By contrast, emotional acceptance was significantly associated with feeling less terrified, more supported by others, wanting fewer heroic measures and eventually having a better quality of life in the last week of life (Ray, et al., 2006). Emotional acceptance may be affected by several factors including: the family caregiver’s emotional acceptance and the presence of dependent children (Nilsson et al., 2008). Other factors that are highly likely to be related to emotional acceptance are spirituality (Balboni, et al., 2006; Tarakeshwar, et al., 2006; McClain, Rosenfeld & Breitbart, 2003) and the patient’s stage or state of grief (Maciejewski, Zhang, Block & Prigerson, 2007; Prigerson and Maciejewski, 2008).). Finally, patients who report a stronger “human connection”, or therapeutic alliance, with their physicians appear much more likely to emotionally accept their illness (Mack, under review). In this way, emotional acceptance appears to be influenced by the quality of the interrelationship with the patient’s oncologist and in turn, the relationship with the physician likely colors the patient’s understanding of their illness (Thorne & Kuo, 2005).

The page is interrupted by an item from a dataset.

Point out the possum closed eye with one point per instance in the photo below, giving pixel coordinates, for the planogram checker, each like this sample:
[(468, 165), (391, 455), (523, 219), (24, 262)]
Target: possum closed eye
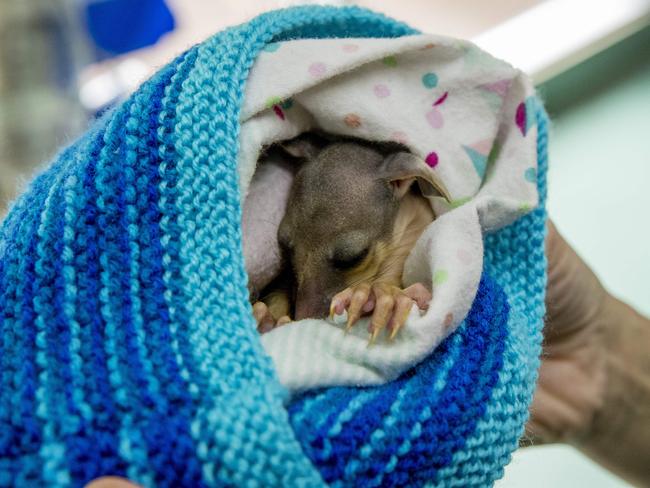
[(354, 213)]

Although we found no significant association in a cross-sectional analysis between patient therapeutic alliance and rates of EOL discussions (Wright, et al., 2008), it seems possible that as the relationship between oncologist and patient develops over time, the closeness of the relationship might affect the ability to discuss prognostic information. This may make it harder, rather than easier, to discuss the patient’s impending death and in turn lead to increasing aggressiveness of care at the EOL rather than palliative care. Supporting this is the fact that physicians who have known the patient longer have been shown to be less accurate in their prognostic estimates than those who have known the patient a shorter period of time (Evans & McCarthy, 1985). Similarly, patients appear to prefer ACP discussions with anonymous admitting physicians to those with their family practitioner or oncologist (Lamont & Siegler, 2000). This potential confounder of the patient-physician relationship deserves further study.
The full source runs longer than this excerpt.